Le tremplin est bien plus qu’une compétition, ce sont trois jours de culte musical où amateurs et professionnels se produisent devant un public des plus fervents.
C’est à l’endroit où le sang coulait à flot autrefois que le tremplin du boulevard des jeunes musiciens a établi son QG ! L’espace de trois jours, les anciens abattoirs de Casablanca se transforment en une petite ville où se côtoient jeunes et moins jeunes. Le premier jour, les t-shirts larges, hauts en couleurs, et les allures bling-bling pas toujours réussies annonçaient la journée hip-hop.
Un premier coup d’œil au tremplin, puis un tour du côté de la scène jam qui, sous ses airs conviviaux, vous invite à vous y attarder avant d’aller faire quelques emplettes au souk associatif.
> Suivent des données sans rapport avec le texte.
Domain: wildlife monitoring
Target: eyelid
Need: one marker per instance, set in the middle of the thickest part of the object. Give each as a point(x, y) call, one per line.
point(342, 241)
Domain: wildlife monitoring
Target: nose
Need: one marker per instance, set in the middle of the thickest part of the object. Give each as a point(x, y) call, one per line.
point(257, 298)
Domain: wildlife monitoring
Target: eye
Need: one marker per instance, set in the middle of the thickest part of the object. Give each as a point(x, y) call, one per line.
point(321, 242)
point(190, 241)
Les allers-retours entre les deux scènes sont tellement fréquents qu’on ne sent pas le temps passer. Et il est déjà temps de rejoindre, quelques dizaines de mètres plus loin, la scène pro qui accueille des invités venus du Maroc et d’ailleurs, non sans quelques frictions ; des vieilles rancunes entre Rbatis et Casaouis refont surface durant la prestation de l’ex-gangster Jallouta.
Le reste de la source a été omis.